Now, I'd say the first generation of mainframers are those who started their careers before the advent of electronic computing. Let's call them "Generation Able." Many of them had been in the military during World War II, and brought that culture and scrupulousness to their establishment of the culture of computing, and eventually to mainframe computing.
I'll designate the next one, "Generation Baker," and group those who started their careers on early computers, and ended up spending most of their careers on the mainframe.
The third one, "Generation Charlie," are those who started out on the mainframe when it was already in place and running - some time in the mid-to-late 1960's, the 1970's, and 1980 to 1982. For them, computing was mainframe was computing for the formative years of their careers.
In 1983, Time Magazine declared the PC "Man of the Year" and the world of computing changed forever. Suddenly, everyone spoke of the mainframe in the past tense as they looked to the future of computing on other platforms. Those hardy (or foolhardy, depending on whom you ask) few who went into mainframe careers were seen as non-mainstream, to put it politely. I was among them. We are "Generation Dog," and I include everyone who came on board before Y2K preparations took off, around 1997. We are few in number, because many from the previous generations were still around, organizations were not investing well in building a new generation on the mainframe thinking it was going away, and mainframes were requiring fewer and fewer people to keep them running, even as they continued to grow their capacities, but also their reliability and maintainability.
Y2K changed everything, as organizations realized they had invested too deeply into highly-functional mainframe environments to simply move off, so they had to update their code to survive the turn of the millennium. The world was slowly waking up to the fact that the mainframe had become a fixed foundation of large-scale IT. Those who have begun their careers since this time, while still slim in numbers, knew they had brilliant careers ahead of them, being responsible for the most important computing platform on earth. I call them, "Generation Easy."

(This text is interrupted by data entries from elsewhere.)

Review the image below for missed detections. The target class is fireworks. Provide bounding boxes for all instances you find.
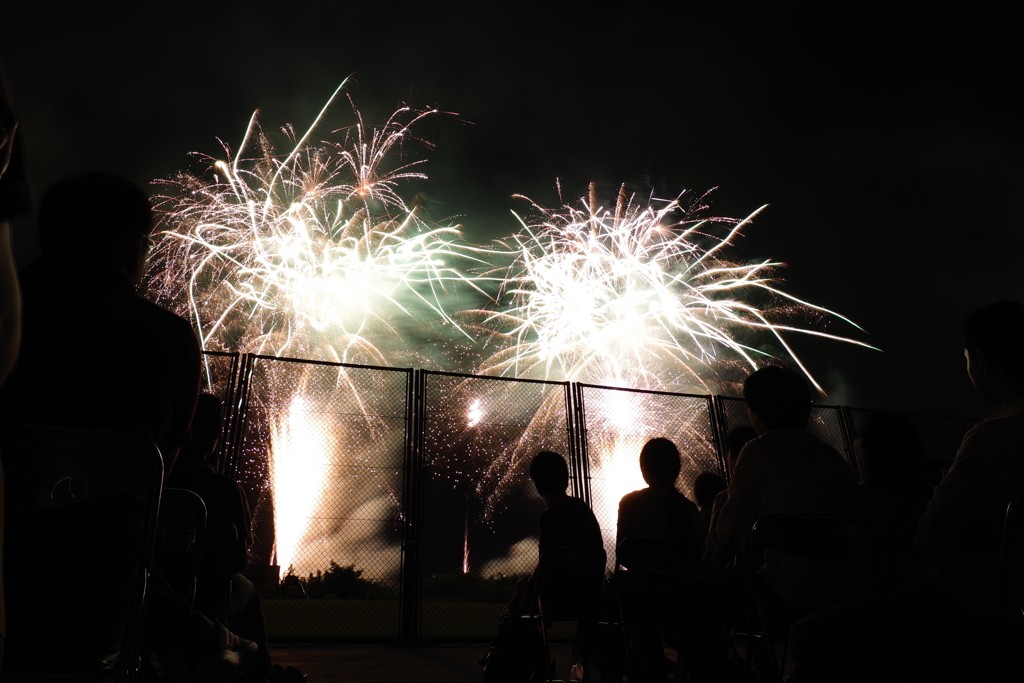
[467,183,874,395]
[145,81,483,367]
[145,82,876,579]
[144,84,486,576]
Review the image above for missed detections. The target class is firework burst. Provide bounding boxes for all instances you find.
[145,82,484,367]
[468,182,874,395]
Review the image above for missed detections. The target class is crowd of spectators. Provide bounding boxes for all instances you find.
[481,309,1024,682]
[3,64,1023,683]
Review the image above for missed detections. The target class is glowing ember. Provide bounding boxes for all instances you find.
[269,394,330,573]
[466,399,484,427]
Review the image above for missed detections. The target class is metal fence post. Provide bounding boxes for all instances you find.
[708,395,730,484]
[400,368,424,644]
[568,382,592,506]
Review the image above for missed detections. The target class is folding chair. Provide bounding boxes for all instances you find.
[154,489,207,608]
[524,546,607,682]
[744,516,873,683]
[194,520,239,620]
[0,423,164,683]
[984,493,1024,682]
[614,536,702,683]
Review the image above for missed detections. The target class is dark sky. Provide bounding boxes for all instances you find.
[3,2,1019,418]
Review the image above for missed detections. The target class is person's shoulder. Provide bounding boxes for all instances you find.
[618,488,647,507]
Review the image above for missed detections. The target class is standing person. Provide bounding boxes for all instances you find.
[0,173,256,681]
[481,451,604,683]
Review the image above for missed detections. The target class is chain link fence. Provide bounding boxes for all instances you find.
[716,396,854,468]
[576,385,719,570]
[231,356,412,641]
[199,351,239,472]
[417,372,572,640]
[206,355,978,642]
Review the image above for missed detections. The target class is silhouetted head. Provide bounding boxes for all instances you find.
[182,392,224,461]
[743,366,811,431]
[639,437,681,488]
[726,425,758,466]
[693,471,726,510]
[855,412,929,502]
[530,451,569,496]
[38,172,153,284]
[963,301,1024,399]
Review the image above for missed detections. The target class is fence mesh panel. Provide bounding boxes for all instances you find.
[717,397,853,465]
[419,373,571,640]
[199,351,238,400]
[235,357,410,641]
[578,386,718,570]
[199,352,239,472]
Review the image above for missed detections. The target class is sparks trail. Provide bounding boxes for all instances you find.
[144,82,489,577]
[145,81,486,369]
[464,182,875,395]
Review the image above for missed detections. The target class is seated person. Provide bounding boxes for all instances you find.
[681,367,863,681]
[482,451,604,683]
[854,412,932,583]
[615,438,705,682]
[693,471,726,534]
[167,393,252,581]
[792,301,1024,682]
[0,174,252,681]
[706,425,758,561]
[165,393,270,681]
[705,366,863,607]
[617,437,705,568]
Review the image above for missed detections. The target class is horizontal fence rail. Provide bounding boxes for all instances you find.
[200,352,977,643]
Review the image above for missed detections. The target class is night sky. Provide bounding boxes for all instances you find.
[3,2,1019,418]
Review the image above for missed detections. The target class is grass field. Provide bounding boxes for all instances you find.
[264,599,576,642]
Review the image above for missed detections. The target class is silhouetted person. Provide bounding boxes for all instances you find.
[0,63,29,670]
[615,438,705,682]
[792,302,1024,681]
[482,451,603,683]
[166,393,271,680]
[682,366,862,681]
[705,425,758,557]
[616,438,704,567]
[693,471,726,532]
[0,174,254,680]
[855,412,932,583]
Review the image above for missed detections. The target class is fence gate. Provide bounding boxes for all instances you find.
[230,355,413,641]
[574,384,719,569]
[415,371,573,640]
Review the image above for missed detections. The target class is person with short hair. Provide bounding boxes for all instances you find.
[791,301,1024,681]
[481,451,603,683]
[615,438,705,682]
[0,174,255,681]
[705,366,861,608]
[616,437,704,566]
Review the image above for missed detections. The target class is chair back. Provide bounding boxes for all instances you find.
[616,535,700,576]
[615,536,696,628]
[750,515,873,560]
[154,488,207,608]
[195,520,238,619]
[0,423,163,683]
[537,545,607,617]
[986,493,1024,681]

Suddenly, everything is changing, and the ultimate generation is about to arrive: "Generation Fox." They will inherit a mainframe unlike that of their predecessors, and take part in its becoming so. The mainframe will be simpler to maintain, manage and deploy new applications for than ever, and will likely show itself to be the optimal platform for top-quality cloud computing. Unlike their technically-oriented predecessors, many in this generation will be as focused on business results as on the bits and bytes of how-to. And, if (as I expect) a tipping point of rediscovering the mainframe is reached, this new generation will also balloon as organizations invest in using the mainframe for the newest and most leading edge applications.
However, they're not here yet, and the first five generations are made of highly-competent, trustworthy, hard-working technologists who have passed down practices, cultures and user groups that have become the infrastructure of this essential platform. We will continue to need their ilk at the foundation of mainframe computing, regardless of how many of the new business-oriented generation flood in. So, my advice to organizations looking to the future of their mainframes is, hire quality now, mentor them, get them tried and proven, and then you'll be able to ensure that the mainframe continues to run well as all the Gen-F's start to flood in. Because your mainframe's not going away, but Gen's A through D are, and soon.